Twenty-four cases (19 males and 5 females) which underwent operative treatments were reviewed. The operative methods included drilling, repositioning and fixation of the osteochodral fragment, and bone graft or osteochondral graft. The minimum follow-up period was two years. The medial femoral condyle was involved in 17 cases, and the lateral, in seven. Lateral discoid meniscus or meniscal injury was combined in all the 7 cases in the lateral. The operative methods were decided from the condition of the cartilage. Drilling was performed in cases with no or minimal cartilage damages (10 cases). Repositioning (if required) and fixation of the fragment using absorbable pins was carried out in cases with a partial or total fragmentation (7 cases). Bone graft or osteochondral graft was performed when the original site was already degenerated (7 cases). Partial meniscectomy was added when the meniscal injury was combined.

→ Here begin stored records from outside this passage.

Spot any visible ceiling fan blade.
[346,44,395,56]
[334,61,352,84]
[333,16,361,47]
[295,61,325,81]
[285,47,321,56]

In patients who received drilling, the lesion healed radiographically in all the cases and they complained of no or minimal symptoms. In patients who received the fragment fixation, re-union of the fragment was observed in 71% and the clinical outcomes were satisfactory in most of the cases. In patients who received bone graft or osteochondral graft, although union of the graft was observed in all the cases radiographically, 71% of the patients complained of residual pain.

From the results, drilling is sufficient if the cartilage surface is not damaged. When the fragmentation occurred already, the fragment should be repositioned and fixed to the original site before degenerated, as its clinical symptoms were much better than those with bone graft or osteochondral graft.